Die Demonstranten kritisieren insbesondere, dass die für den 12. Mai angekündigten Neuwahlen nach dem alten Wahlgesetz organisiert werden sollen.
Die Teilnehmer an den Kundgebungen in Sofia, Plowdiw, Warna und vielen anderen Städten forderten auch höhere Einkommen. Nur so könnten die Bulgaren in ihrer Heimat bleiben und müssten nicht auswandern, um besser bezahlt zu werden.
Massive Proteste gegen hohe Strompreise hatten vor zehn Tagen zum Rücktritt der Regierung von Ministerpräsident Boiko Borissow geführt.
Für Wahlgesetz mit Bürgerbeteiligung
Aktivisten forderten ein neues Wahlgesetz mit Bürgerbeteiligung für faire Wahlen und drohten mit der Besetzung des Parlaments. Die Volksvertretung dürfe nicht aufgelöst werden, bis sie die neuen Regeln verabschiedet habe.
Das jetzige Wahlgesetz lässt Kandidaten von Bürgerorganisationen nur dann zu, wenn sie auf den Listen politischer Parteien stehen, ohne selbst Parteimitglieder zu sein.
Demonstranten blockierten Kreuzungen und Fernstrassen und tanzten auf den autofreien Fahrbahnen.

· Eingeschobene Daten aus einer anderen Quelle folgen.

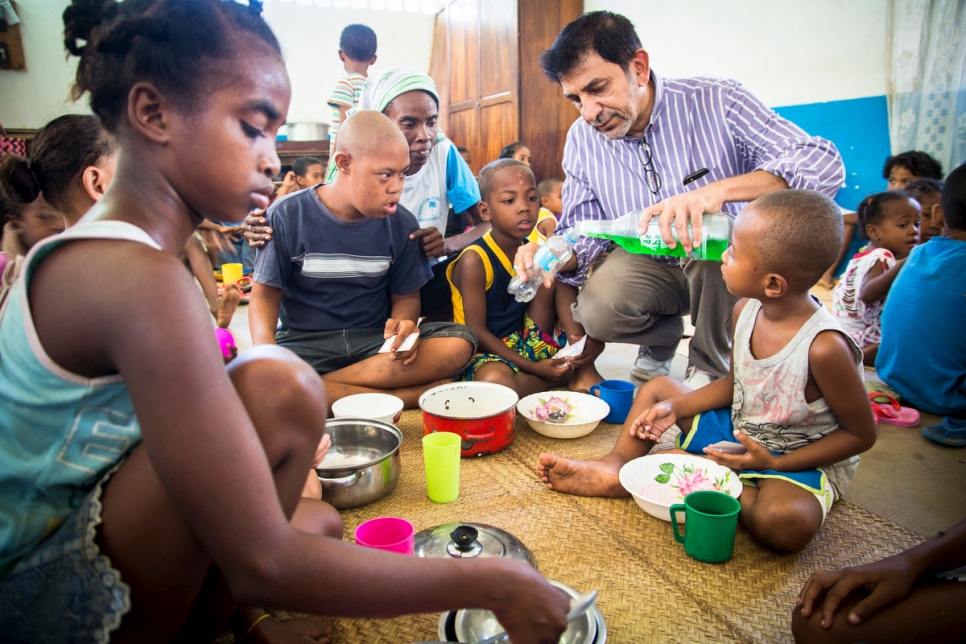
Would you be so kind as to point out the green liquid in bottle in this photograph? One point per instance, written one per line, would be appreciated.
(713, 248)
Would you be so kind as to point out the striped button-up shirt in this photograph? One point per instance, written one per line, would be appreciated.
(696, 123)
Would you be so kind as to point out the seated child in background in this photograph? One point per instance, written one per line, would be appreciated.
(357, 51)
(928, 192)
(915, 596)
(899, 171)
(305, 172)
(794, 397)
(929, 369)
(517, 150)
(551, 205)
(341, 262)
(73, 160)
(517, 339)
(890, 221)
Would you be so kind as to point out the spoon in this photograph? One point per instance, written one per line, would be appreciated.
(582, 606)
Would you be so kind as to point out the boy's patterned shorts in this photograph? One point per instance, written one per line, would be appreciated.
(531, 343)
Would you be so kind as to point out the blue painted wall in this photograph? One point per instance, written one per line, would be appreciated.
(860, 130)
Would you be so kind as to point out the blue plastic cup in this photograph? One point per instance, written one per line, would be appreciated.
(619, 395)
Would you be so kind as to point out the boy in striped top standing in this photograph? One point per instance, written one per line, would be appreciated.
(357, 50)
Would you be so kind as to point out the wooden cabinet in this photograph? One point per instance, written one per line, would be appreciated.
(486, 64)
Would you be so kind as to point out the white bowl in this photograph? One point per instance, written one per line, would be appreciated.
(583, 415)
(382, 407)
(657, 481)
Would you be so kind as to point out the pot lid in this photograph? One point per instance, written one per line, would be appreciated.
(462, 540)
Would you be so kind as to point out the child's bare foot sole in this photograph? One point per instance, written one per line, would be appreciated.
(299, 630)
(583, 478)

Viele Menschen kamen mit Blumen, sie feierten am Sonntag zugleich den 135. Jahrestag der Befreiung des heutigen Bulgarien von den Türken.
Den Kundgebungen in Sofia schlossen sich auch Nationalisten an. An einer separaten Demonstration der nationalistischen Ataka-Partei forderte der am Sonntag einstimmig wiedergewählte Parteichef Wolen Siderow, dass die Tätigkeit der ausländischen Monopole in Bulgarien begrenzt werden solle.
Ausserdem rief Siderow die Menschen auf, Staatspräsident Rossen Plewneliew „unter Druck zu setzen“. Er müsse die Forderungen des bulgarischen Volkes politisch umsetzen, so Siderow.
Angesichts der anhaltenden Regierungskrise in Bulgarien soll Staatschef Plewneliew nach den Vorgaben der Verfassung eine Interimsregierung einsetzen. Sie wird das EU-Land bis zur Bildung eines regulären Kabinetts regieren.